ABC submission to Joint Intelligence Committee will highlight outdated laws

The police raids on the ABC “were an extraordinary act,” according to the national broadcaster’s Managing Director David Anderson.
Anderson was in Canberra preparing to lodge a submission to the Joint Intelligence Committee and unexpectedly joined a group of Friends of the ABC and ABC Alumni in the Parliament House Theatre to hear Andrew Wilkie and other MPs speak about the importance of free media.
In comments after the MPs spoke, Anderson said the national broadcaster “needs support in getting the public to understand” how important it is for Australia to have free and independent media.
“We believe in national security, they do a good job in protecting us, but Australia needs to strike a balance between that and the public’s right to know,” said Anderson.
This week the ABC will be putting in a submission detailing what changes it thinks are required to federal legislation to ensure media freedom.
“Such as the 1914 crimes act under which the warrant was issued… [the Act goes back to] 1914, before the ABC existed…
“They also used the criminal code of the receipt of stolen good… there’s a patchwork of amendments that need to be made here… otherwise you can [do] whatever you like” to journalists, he said.
Steve Ahern was there for radioinfo and captured the comments, which you can watch below.

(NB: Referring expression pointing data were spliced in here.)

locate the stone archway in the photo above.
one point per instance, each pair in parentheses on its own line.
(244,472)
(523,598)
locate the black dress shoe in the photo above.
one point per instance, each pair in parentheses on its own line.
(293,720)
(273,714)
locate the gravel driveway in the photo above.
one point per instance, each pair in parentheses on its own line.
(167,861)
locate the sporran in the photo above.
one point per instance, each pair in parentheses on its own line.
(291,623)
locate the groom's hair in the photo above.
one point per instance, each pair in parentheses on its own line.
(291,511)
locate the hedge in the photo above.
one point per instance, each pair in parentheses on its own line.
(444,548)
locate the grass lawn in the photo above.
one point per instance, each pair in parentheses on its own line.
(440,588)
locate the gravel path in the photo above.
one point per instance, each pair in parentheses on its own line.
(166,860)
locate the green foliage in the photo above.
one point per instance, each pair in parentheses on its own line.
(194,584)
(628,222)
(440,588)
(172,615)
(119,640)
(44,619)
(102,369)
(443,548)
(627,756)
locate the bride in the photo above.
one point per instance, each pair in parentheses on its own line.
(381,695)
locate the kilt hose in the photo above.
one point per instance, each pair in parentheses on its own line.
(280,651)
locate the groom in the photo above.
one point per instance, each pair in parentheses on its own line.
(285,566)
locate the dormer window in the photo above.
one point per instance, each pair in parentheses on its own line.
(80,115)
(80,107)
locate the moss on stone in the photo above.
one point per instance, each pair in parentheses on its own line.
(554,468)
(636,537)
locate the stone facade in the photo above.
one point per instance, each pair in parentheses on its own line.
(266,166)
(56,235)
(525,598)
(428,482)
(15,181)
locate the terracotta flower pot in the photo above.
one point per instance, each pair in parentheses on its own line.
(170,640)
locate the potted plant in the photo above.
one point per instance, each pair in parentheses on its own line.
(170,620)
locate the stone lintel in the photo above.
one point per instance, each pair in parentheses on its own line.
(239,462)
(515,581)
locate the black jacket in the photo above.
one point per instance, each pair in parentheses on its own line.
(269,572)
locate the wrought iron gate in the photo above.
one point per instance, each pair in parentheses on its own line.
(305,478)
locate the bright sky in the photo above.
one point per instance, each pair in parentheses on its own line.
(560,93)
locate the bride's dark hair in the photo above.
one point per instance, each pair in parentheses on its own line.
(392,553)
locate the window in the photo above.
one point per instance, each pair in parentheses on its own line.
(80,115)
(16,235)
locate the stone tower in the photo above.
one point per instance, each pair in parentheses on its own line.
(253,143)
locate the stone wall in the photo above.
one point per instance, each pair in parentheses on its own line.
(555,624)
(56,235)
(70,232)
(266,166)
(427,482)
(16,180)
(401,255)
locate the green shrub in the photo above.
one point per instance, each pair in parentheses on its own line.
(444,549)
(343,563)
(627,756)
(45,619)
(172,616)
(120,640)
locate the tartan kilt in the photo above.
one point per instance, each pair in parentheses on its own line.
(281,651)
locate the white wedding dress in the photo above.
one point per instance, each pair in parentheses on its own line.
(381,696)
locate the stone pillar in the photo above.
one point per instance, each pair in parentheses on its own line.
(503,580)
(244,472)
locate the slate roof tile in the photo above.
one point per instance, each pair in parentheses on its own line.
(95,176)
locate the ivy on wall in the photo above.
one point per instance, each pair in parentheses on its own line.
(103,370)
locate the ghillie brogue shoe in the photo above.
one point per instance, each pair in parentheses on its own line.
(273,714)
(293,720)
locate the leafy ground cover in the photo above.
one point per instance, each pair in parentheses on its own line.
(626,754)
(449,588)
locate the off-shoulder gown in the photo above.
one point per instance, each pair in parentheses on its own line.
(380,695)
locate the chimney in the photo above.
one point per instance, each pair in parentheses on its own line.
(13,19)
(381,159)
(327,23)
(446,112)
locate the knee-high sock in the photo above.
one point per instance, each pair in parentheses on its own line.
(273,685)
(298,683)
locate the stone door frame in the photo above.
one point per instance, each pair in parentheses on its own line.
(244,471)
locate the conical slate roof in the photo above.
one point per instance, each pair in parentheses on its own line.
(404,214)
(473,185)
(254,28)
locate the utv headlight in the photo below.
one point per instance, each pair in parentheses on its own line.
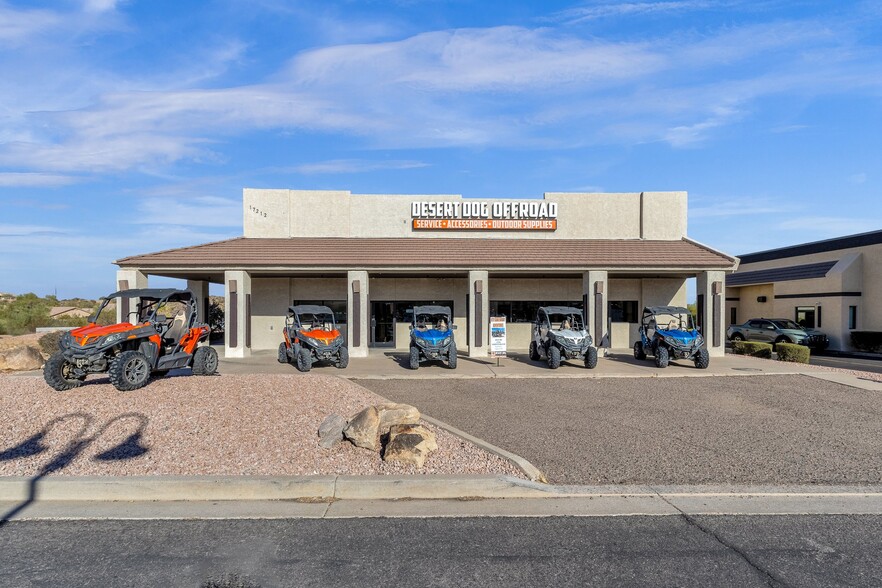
(114,338)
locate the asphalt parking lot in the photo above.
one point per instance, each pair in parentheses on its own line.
(782,429)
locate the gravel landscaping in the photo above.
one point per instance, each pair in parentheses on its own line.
(189,425)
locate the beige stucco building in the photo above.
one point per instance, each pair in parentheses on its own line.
(372,257)
(827,285)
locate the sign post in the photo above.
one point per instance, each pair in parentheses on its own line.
(497,337)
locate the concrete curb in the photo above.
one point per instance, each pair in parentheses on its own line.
(383,488)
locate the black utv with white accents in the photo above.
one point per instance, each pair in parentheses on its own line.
(559,333)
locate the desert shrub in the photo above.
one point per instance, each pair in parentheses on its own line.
(867,341)
(752,348)
(49,342)
(792,352)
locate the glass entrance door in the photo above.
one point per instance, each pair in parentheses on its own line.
(382,324)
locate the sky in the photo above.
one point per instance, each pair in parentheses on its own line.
(132,126)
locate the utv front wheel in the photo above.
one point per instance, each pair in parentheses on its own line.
(639,352)
(205,361)
(534,352)
(57,373)
(304,360)
(553,357)
(591,358)
(283,352)
(451,357)
(662,357)
(343,358)
(129,371)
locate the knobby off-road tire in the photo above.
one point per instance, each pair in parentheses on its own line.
(304,360)
(553,357)
(534,351)
(451,356)
(205,361)
(414,357)
(639,352)
(283,352)
(343,358)
(56,372)
(591,358)
(702,359)
(130,370)
(662,358)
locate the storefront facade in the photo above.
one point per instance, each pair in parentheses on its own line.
(372,257)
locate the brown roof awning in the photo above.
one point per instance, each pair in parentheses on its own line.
(453,253)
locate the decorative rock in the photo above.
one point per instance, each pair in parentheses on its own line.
(331,431)
(364,429)
(410,444)
(392,414)
(20,358)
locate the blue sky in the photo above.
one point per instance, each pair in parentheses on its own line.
(130,126)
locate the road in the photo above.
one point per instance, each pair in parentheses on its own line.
(716,430)
(848,363)
(566,551)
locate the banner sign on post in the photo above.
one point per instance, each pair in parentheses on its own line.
(497,336)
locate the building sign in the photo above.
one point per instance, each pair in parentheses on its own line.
(497,336)
(522,215)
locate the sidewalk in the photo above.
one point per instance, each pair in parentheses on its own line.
(619,363)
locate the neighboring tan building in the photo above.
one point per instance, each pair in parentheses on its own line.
(69,312)
(372,257)
(834,286)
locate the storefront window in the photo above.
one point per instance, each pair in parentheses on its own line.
(805,316)
(338,307)
(623,311)
(523,311)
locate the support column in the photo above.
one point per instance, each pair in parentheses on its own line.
(358,313)
(595,292)
(237,314)
(129,279)
(711,291)
(479,311)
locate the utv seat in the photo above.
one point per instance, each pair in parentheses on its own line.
(177,329)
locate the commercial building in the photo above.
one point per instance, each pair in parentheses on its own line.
(372,257)
(833,285)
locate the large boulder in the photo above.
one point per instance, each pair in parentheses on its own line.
(410,444)
(364,429)
(392,414)
(331,431)
(20,358)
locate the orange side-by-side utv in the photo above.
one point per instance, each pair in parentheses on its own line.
(133,352)
(311,335)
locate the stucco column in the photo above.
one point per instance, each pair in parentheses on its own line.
(357,313)
(479,311)
(128,279)
(595,292)
(237,314)
(711,291)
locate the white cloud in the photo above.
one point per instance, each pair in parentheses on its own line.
(352,166)
(34,180)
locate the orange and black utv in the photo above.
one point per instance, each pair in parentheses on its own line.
(311,335)
(133,352)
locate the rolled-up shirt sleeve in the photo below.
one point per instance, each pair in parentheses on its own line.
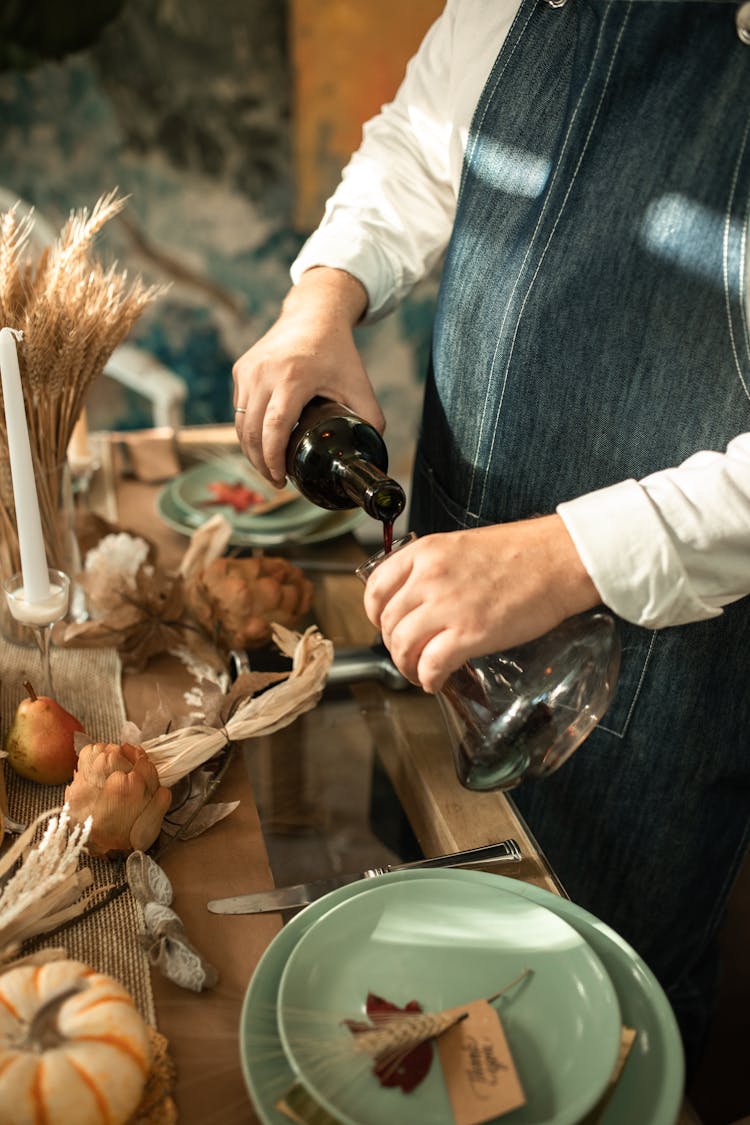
(390,218)
(672,547)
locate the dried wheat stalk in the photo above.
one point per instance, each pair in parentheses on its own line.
(73,313)
(47,889)
(400,1034)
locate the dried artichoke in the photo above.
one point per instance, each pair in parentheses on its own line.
(235,601)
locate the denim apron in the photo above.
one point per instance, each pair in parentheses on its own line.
(590,327)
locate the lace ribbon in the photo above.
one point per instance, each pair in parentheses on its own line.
(164,939)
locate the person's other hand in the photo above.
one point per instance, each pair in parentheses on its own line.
(309,351)
(450,596)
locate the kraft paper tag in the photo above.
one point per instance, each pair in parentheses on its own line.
(478,1068)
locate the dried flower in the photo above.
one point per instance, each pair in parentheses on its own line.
(237,600)
(113,566)
(119,789)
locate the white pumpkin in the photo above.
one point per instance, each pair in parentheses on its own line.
(73,1047)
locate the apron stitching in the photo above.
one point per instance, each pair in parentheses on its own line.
(517,280)
(728,300)
(743,276)
(623,731)
(476,128)
(547,246)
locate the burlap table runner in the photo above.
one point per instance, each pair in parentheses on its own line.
(87,684)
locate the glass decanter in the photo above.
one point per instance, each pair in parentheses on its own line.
(521,713)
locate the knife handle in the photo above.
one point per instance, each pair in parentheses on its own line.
(504,852)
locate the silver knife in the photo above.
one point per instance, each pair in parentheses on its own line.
(287,898)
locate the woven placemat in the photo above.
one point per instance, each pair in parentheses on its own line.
(87,683)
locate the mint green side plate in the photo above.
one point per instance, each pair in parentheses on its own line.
(649,1091)
(190,493)
(327,525)
(444,943)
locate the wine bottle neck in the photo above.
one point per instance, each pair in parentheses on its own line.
(379,495)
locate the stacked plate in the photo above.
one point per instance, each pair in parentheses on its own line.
(191,498)
(445,937)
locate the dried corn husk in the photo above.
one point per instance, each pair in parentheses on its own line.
(177,753)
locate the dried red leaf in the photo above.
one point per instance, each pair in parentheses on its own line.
(405,1071)
(234,494)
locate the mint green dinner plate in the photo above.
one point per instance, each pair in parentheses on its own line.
(327,525)
(649,1091)
(444,943)
(190,493)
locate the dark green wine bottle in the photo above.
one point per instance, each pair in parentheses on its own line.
(337,460)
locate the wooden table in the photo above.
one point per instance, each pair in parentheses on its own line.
(232,856)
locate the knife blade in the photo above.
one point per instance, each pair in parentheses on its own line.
(287,898)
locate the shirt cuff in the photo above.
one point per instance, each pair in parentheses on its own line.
(344,248)
(631,557)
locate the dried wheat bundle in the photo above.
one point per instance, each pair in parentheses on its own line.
(177,753)
(47,889)
(72,313)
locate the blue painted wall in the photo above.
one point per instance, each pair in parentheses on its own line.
(184,106)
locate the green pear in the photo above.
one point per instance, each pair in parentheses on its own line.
(39,744)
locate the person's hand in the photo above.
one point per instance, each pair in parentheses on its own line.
(308,351)
(450,596)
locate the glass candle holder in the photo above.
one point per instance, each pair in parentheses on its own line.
(521,713)
(39,617)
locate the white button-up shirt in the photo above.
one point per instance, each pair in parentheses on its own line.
(670,548)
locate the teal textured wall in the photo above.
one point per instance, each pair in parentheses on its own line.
(184,106)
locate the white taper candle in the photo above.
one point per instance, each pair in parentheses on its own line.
(28,522)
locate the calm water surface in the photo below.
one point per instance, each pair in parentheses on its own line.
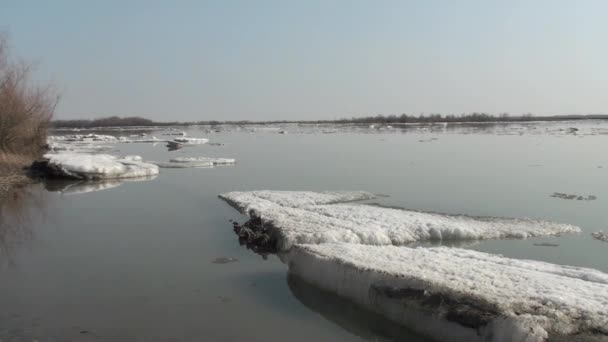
(135,262)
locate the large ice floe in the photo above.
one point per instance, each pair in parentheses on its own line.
(95,166)
(453,294)
(191,141)
(83,138)
(295,217)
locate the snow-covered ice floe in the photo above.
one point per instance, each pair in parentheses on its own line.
(171,165)
(453,294)
(95,166)
(71,187)
(82,138)
(295,217)
(212,161)
(191,141)
(600,236)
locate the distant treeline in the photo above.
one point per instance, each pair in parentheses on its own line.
(115,121)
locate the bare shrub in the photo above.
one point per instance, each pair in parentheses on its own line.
(25,109)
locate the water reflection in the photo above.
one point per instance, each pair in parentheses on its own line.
(19,210)
(347,315)
(70,186)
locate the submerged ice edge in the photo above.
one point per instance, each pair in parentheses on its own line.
(294,217)
(94,166)
(453,294)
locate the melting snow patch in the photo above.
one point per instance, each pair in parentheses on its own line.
(295,217)
(191,141)
(600,236)
(455,294)
(95,166)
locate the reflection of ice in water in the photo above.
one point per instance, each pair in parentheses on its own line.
(347,315)
(20,209)
(71,187)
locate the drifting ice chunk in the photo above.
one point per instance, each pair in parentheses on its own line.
(455,294)
(70,187)
(77,147)
(171,165)
(96,166)
(191,141)
(309,217)
(81,137)
(600,236)
(213,161)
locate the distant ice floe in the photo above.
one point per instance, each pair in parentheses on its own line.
(213,161)
(83,138)
(95,166)
(191,141)
(297,217)
(453,294)
(600,236)
(78,147)
(71,187)
(194,162)
(146,140)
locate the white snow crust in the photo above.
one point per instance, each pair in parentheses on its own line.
(191,141)
(432,290)
(600,236)
(99,166)
(319,217)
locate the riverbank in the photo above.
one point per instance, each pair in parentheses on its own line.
(13,172)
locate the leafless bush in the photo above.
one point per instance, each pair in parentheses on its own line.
(25,109)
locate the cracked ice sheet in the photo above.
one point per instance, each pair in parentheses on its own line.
(99,166)
(320,217)
(483,297)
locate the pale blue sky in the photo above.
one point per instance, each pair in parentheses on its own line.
(314,59)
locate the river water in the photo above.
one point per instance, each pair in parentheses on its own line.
(137,261)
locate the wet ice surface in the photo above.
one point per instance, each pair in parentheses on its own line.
(308,217)
(600,236)
(98,166)
(488,297)
(134,262)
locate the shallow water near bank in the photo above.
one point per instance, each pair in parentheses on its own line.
(134,261)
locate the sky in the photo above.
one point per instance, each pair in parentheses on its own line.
(314,59)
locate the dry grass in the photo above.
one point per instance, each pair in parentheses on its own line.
(26,111)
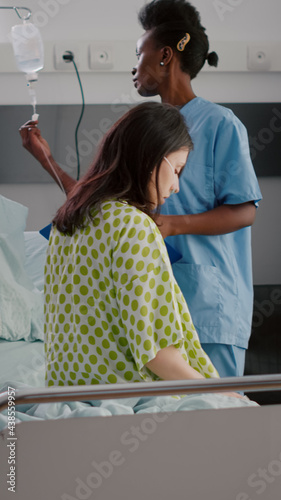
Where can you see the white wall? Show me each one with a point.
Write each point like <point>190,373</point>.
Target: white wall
<point>248,20</point>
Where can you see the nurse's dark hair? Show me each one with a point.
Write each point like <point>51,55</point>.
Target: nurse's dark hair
<point>169,21</point>
<point>122,168</point>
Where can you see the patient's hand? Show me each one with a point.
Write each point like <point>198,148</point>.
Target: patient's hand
<point>34,142</point>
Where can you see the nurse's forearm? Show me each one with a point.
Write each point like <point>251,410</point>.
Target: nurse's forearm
<point>58,174</point>
<point>169,364</point>
<point>221,220</point>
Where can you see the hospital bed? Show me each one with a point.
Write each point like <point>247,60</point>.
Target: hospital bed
<point>65,448</point>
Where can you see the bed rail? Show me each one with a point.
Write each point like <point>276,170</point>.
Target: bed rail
<point>254,383</point>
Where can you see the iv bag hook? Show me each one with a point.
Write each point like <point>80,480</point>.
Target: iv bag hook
<point>17,10</point>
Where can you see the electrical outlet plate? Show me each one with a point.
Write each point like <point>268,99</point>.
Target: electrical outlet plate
<point>100,56</point>
<point>258,57</point>
<point>60,49</point>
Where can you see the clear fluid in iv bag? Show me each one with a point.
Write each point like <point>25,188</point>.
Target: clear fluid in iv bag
<point>28,47</point>
<point>29,66</point>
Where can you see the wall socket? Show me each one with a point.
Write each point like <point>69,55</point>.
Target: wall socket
<point>100,56</point>
<point>258,57</point>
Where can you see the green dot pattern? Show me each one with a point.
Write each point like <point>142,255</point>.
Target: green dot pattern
<point>112,302</point>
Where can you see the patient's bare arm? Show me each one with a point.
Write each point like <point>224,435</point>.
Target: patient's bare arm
<point>33,142</point>
<point>169,364</point>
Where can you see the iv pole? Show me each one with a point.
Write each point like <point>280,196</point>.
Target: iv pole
<point>17,10</point>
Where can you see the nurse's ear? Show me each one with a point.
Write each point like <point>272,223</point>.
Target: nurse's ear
<point>167,55</point>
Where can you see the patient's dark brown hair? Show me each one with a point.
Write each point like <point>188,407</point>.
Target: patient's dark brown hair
<point>122,168</point>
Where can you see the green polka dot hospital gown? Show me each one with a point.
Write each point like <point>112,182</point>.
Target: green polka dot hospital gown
<point>112,302</point>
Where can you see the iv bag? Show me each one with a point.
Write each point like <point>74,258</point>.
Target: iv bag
<point>28,48</point>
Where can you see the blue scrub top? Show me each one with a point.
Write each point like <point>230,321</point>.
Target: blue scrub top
<point>215,272</point>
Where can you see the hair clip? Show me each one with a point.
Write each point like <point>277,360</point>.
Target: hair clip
<point>182,43</point>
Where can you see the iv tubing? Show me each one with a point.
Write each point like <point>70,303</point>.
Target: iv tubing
<point>16,9</point>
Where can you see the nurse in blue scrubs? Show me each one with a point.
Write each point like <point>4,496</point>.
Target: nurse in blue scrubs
<point>207,224</point>
<point>208,221</point>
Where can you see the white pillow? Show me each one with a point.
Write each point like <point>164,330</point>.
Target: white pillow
<point>21,308</point>
<point>35,256</point>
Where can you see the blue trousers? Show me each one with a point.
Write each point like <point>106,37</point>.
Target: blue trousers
<point>229,360</point>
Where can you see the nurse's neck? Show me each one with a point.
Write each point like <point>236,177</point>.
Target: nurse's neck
<point>177,89</point>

ABC Friends’ national president Margaret Reynolds, who organized the event in Parliament House along with Victorian president Ranald McDonald, said the raids on the ABC and The Australian’s journalist Annika Smethurst are “very disturbing for democracy in Australia.”
She told radioinfo her inbox has been clogged with emails of support for the ABC Friends’ campaign for media freedom and independent media. Ministers and backbenchers offices have been inundated by tens of thousands of emails from ordinary Australians outraged by the assault on media freedom, according to Reynolds. “We will continue to defend the ABC and media freedom,” she said.